WASHINGTON, D.C. — An Illinois congressman says Illinois is getting the short end – at both ends – from the federal government.
We pay more in taxes, because Illinois has relatively high incomes, and we get less in federal spending because of funding formulas that benefit smaller states, says U.S. Rep. Bill Foster (D-Naperville). How much money are we talking about?
According to Foster, every year between $20 (billion) and $40 billion leaves Illinois, because we pay a lot more in federal taxes than we get back in federal spending. He calls this an enormous number, and believes it is, in large part, one of the drivers of all the fiscal difficulties the state is living through.
The average federal tax burden in Illinois (all federal taxes, not just income tax) is $9,574; the national average is $8,107. Per capita federal spending is $1,800 less per person in Illinois than the national average. Illinois gets federal transportation spending of $89.62 per person, the third lowest rate in the nation.
Foster says this has been going on for decades, and it’s because small states are over-represented in the Senate.
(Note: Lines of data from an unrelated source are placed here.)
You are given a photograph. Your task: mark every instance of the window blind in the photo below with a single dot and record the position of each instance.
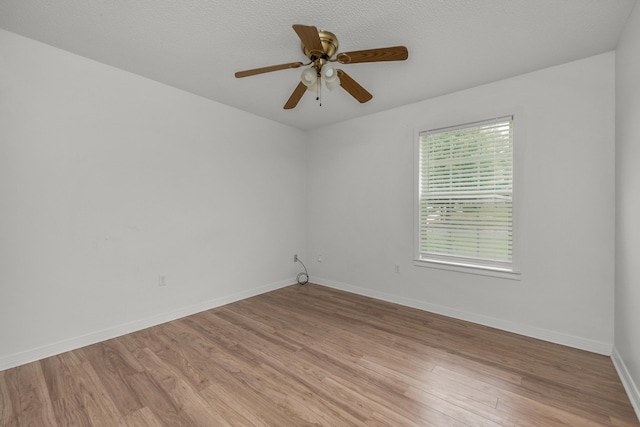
(465, 192)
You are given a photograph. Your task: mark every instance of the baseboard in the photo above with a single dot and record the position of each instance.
(526, 330)
(49, 350)
(627, 381)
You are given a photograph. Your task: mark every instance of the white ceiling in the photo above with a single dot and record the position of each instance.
(197, 45)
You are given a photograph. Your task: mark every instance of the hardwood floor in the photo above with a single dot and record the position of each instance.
(310, 355)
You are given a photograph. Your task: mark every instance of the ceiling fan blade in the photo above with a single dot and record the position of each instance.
(351, 86)
(310, 38)
(268, 69)
(395, 53)
(295, 96)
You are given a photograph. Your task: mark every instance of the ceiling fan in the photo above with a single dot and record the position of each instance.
(320, 47)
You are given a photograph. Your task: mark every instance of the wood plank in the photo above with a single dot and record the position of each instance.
(311, 355)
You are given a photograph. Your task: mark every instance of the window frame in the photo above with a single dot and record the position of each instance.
(460, 264)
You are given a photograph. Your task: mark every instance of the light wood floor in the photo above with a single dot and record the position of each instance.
(310, 355)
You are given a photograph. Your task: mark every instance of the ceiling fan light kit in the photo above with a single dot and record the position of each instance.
(320, 47)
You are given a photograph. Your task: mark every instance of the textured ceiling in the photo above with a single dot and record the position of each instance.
(197, 45)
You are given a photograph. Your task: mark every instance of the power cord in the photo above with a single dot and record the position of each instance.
(302, 278)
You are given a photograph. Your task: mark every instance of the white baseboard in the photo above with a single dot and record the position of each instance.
(627, 381)
(52, 349)
(526, 330)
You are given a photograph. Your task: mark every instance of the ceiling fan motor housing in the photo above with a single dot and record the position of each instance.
(329, 46)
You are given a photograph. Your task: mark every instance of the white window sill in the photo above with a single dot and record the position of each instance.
(499, 272)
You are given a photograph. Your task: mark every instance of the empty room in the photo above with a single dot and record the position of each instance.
(284, 213)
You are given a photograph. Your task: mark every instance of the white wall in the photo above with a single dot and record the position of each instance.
(109, 180)
(627, 295)
(361, 192)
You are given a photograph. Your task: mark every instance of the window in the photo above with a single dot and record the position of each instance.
(465, 200)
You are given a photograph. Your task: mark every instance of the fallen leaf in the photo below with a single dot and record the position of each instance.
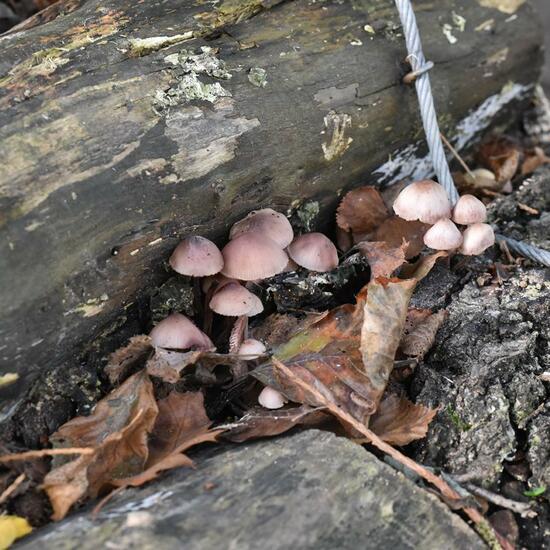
(533, 159)
(362, 210)
(398, 421)
(124, 359)
(173, 460)
(261, 422)
(383, 259)
(394, 230)
(180, 415)
(11, 529)
(348, 355)
(501, 156)
(118, 430)
(421, 328)
(384, 317)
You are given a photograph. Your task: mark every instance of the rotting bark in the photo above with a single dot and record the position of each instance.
(124, 126)
(487, 368)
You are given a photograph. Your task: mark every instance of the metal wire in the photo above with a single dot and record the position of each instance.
(419, 74)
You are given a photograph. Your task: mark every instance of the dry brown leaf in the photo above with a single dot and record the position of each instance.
(394, 230)
(362, 210)
(118, 430)
(175, 459)
(420, 330)
(124, 359)
(533, 159)
(383, 259)
(384, 317)
(398, 421)
(266, 423)
(347, 356)
(168, 365)
(501, 156)
(180, 415)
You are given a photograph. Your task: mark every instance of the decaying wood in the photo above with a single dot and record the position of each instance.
(126, 125)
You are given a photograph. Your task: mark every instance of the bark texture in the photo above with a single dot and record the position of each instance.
(126, 125)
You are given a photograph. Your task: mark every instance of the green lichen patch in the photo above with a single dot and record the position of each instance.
(257, 77)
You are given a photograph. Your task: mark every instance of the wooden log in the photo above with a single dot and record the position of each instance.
(125, 125)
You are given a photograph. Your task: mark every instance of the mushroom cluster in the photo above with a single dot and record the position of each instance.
(260, 246)
(427, 201)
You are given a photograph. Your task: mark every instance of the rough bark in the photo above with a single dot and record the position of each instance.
(310, 490)
(126, 125)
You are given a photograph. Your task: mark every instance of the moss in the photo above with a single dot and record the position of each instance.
(456, 419)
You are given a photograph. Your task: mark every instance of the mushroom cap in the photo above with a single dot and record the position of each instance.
(179, 332)
(234, 300)
(271, 399)
(314, 251)
(251, 349)
(469, 209)
(424, 200)
(251, 256)
(444, 235)
(196, 257)
(266, 222)
(476, 238)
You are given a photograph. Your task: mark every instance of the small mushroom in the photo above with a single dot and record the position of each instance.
(476, 238)
(251, 349)
(196, 257)
(234, 300)
(271, 399)
(179, 332)
(250, 257)
(424, 200)
(314, 251)
(444, 235)
(469, 209)
(266, 222)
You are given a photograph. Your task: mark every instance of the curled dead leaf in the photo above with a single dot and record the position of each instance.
(383, 259)
(362, 210)
(393, 231)
(398, 421)
(420, 330)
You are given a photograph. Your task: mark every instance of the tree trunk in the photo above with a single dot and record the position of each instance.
(125, 125)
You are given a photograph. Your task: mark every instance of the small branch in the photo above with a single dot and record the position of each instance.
(11, 489)
(522, 508)
(47, 452)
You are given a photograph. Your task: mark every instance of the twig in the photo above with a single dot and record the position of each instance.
(11, 489)
(47, 452)
(528, 209)
(522, 508)
(482, 525)
(457, 156)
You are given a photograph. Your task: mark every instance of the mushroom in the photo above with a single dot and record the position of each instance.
(234, 300)
(179, 332)
(424, 200)
(250, 256)
(266, 222)
(251, 349)
(476, 238)
(314, 251)
(196, 257)
(271, 399)
(469, 209)
(444, 235)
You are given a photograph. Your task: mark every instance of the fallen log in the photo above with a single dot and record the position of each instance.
(124, 126)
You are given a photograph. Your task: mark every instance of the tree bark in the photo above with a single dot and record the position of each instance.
(126, 125)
He says if there’s to be a resolution of this in favor of Illinois and other big states, including New York, California and Pennsylvania, it’ll have to originate in the House. Foster has originated a “payer state caucus” with Rep. Scott Garrett (R-N.J.).
The other big states, Florida and Texas, tend to be on the border of payer-vs.-taker, getting just about dollar-for-dollar value, depending on the year.